Hi, 

For some reason, I am failing to get any network monitoring data into my environment. I can successfully retrieve perfmon, script data, REST, and HEC. But as soon as I create a stanza with [WinNetMon://bla] nothing happens. 

This is the stanza I am now using. I am actually looking for a different process but this process is always present.

[WinNetMon://lsass]
disabled=0
addressFamily=ipv4
direction=inbound;outbound
interval=60
protocol=udp;tcp
index=uf_process
process=lsass
packetType=accept;connect;LostPacket

I even tried the minimum.

[WinNetMon://lsass]
disabled=0
index=uf_process

The app is deployed with the Windows Deployment server and it lands on the client just nicely. 

On the client, I pulled the following from the splunkd.log. 

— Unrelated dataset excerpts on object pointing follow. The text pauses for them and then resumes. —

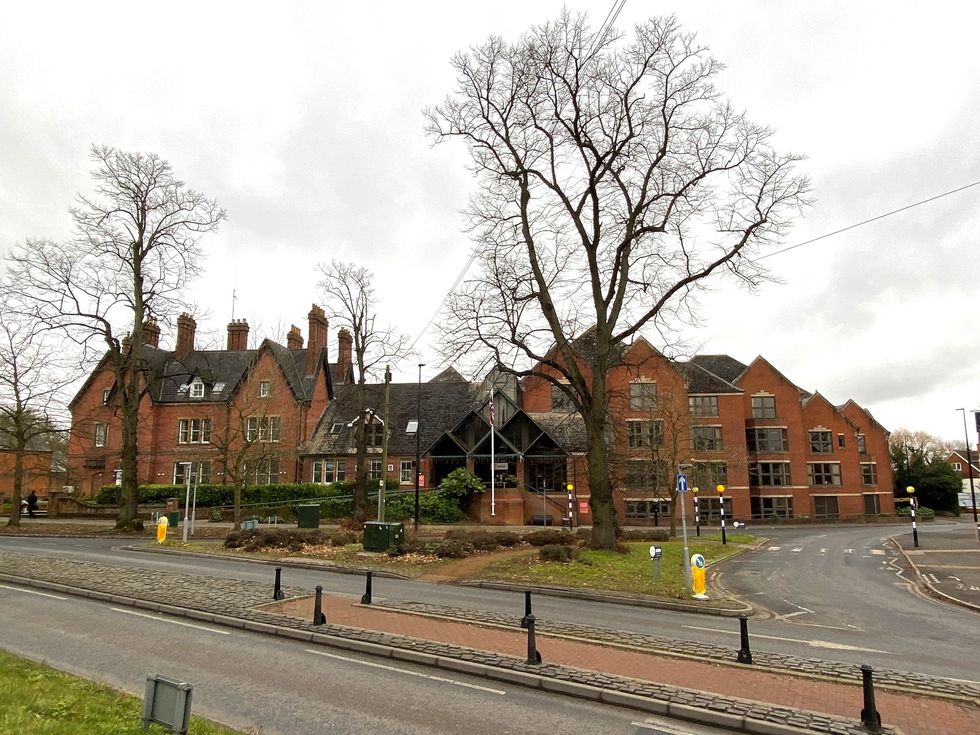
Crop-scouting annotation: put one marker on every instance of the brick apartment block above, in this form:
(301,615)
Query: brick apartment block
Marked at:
(285,414)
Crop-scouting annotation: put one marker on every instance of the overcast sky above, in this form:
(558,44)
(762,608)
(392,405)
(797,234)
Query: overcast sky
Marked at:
(304,121)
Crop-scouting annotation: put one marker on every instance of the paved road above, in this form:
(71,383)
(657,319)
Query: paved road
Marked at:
(848,642)
(274,686)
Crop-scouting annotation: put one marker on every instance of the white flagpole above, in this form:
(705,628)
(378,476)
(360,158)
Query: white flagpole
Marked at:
(493,473)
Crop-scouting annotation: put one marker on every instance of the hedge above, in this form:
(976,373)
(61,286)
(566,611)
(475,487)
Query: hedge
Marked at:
(224,495)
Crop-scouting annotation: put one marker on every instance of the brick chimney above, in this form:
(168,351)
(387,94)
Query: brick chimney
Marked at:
(344,342)
(294,340)
(151,333)
(186,326)
(238,334)
(317,337)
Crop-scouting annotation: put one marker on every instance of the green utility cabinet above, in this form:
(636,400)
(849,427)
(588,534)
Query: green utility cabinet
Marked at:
(382,536)
(307,516)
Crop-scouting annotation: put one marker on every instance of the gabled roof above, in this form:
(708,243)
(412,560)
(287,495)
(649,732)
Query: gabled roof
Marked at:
(724,366)
(702,380)
(442,404)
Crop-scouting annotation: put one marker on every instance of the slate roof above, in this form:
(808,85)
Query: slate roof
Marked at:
(701,380)
(725,367)
(443,404)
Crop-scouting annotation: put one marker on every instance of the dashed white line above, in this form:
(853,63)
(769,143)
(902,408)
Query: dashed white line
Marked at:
(405,671)
(32,592)
(161,619)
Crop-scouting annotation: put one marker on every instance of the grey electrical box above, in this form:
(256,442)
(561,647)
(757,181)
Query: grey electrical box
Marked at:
(167,702)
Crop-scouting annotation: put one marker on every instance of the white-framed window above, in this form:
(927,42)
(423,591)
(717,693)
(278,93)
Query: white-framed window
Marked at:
(769,474)
(821,442)
(200,472)
(824,473)
(262,428)
(643,395)
(706,438)
(194,431)
(869,473)
(327,471)
(101,434)
(644,433)
(766,440)
(763,407)
(762,507)
(406,474)
(703,405)
(262,472)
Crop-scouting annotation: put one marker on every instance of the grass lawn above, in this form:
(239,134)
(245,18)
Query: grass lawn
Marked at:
(612,571)
(39,700)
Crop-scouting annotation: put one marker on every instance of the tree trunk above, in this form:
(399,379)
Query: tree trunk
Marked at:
(18,491)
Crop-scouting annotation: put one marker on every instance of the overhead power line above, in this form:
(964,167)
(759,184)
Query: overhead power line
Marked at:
(867,221)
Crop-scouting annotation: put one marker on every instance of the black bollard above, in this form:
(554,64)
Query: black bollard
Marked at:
(744,654)
(869,715)
(277,593)
(366,597)
(318,617)
(527,609)
(533,656)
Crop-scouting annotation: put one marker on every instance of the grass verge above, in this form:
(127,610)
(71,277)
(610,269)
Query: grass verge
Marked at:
(630,573)
(40,700)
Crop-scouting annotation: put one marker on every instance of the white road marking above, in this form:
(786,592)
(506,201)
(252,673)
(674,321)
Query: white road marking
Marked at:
(161,619)
(32,592)
(811,643)
(405,671)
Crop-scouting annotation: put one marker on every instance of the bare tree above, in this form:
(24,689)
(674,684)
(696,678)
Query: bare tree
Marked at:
(134,251)
(35,374)
(348,291)
(613,181)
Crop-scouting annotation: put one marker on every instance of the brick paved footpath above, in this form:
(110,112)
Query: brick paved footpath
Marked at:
(758,701)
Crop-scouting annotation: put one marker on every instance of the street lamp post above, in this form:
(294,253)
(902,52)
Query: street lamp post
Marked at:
(915,532)
(418,444)
(969,469)
(697,512)
(721,498)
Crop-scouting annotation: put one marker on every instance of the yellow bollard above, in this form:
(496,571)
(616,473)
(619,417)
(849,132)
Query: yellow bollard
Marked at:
(162,529)
(698,574)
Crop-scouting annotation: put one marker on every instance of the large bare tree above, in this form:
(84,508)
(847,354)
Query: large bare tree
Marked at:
(136,247)
(35,375)
(613,182)
(348,291)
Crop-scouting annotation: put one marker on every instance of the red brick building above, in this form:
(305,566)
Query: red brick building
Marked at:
(284,414)
(223,415)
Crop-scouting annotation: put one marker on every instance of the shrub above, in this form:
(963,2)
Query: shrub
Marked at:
(551,536)
(452,549)
(558,553)
(645,534)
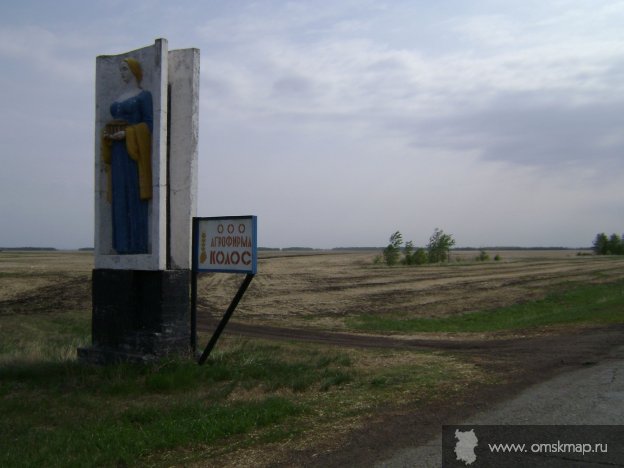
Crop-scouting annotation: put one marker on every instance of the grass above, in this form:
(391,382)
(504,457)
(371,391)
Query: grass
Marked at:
(59,412)
(594,304)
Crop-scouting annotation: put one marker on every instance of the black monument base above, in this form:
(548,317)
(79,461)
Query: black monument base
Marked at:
(139,316)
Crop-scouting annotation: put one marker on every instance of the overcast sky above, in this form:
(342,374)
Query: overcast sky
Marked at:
(338,122)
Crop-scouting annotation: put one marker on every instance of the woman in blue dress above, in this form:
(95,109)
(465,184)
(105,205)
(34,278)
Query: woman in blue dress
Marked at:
(126,149)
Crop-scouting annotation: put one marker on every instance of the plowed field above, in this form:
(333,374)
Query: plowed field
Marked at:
(320,291)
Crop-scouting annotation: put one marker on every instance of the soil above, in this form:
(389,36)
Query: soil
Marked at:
(523,361)
(307,298)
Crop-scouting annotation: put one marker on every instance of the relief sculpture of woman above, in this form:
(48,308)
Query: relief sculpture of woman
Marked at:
(126,152)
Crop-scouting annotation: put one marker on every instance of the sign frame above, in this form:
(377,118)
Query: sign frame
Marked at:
(202,225)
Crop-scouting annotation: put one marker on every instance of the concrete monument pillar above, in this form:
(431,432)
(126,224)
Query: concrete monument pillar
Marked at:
(146,133)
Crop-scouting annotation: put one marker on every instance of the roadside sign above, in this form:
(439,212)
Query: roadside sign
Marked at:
(225,244)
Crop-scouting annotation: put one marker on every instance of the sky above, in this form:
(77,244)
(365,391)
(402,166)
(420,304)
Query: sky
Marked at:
(338,122)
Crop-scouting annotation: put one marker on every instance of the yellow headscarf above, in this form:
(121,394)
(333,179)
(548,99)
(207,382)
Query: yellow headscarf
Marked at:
(135,68)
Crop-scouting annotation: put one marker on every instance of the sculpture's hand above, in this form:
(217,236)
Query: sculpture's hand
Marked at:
(121,135)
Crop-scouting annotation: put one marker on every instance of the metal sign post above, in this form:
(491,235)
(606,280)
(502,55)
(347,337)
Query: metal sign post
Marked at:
(222,245)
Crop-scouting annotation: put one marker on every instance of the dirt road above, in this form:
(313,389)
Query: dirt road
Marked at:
(593,395)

09-22-2020 13:57:29.780 +0200 ERROR ExecProcessor - message from ""C:\Program Files\SplunkUniversalForwarder\bin\splunk-netmon.exe"" splunk-netmon - NetmonStartDriver - StartService failure for splknetdrv! Error = -2144206839
09-22-2020 13:57:29.780 +0200 ERROR ExecProcessor - message from ""C:\Program Files\SplunkUniversalForwarder\bin\splunk-netmon.exe"" splunk-netmon - NetmonAppDoMonitoring: Failed to open monitor device: 0x80320009
09-22-2020 13:57:29.780 +0200 ERROR ExecProcessor - message from ""C:\Program Files\SplunkUniversalForwarder\bin\splunk-netmon.exe"" splunk-netmon - NetmonAppDoMonitoring: Error 0x80320009 occurred during execution

This shows up after the restart of the UF on the client. I can't seem to find the solution to this one? 

I tried to change the service the UF is running under from LOCAL SYSTEM ACCOUNT to a named account with local admin rights but it did not make any difference. It almost looks like the Windows client is missing something. This morning I removed the universal forwarder and installed the latest version. Still nothing.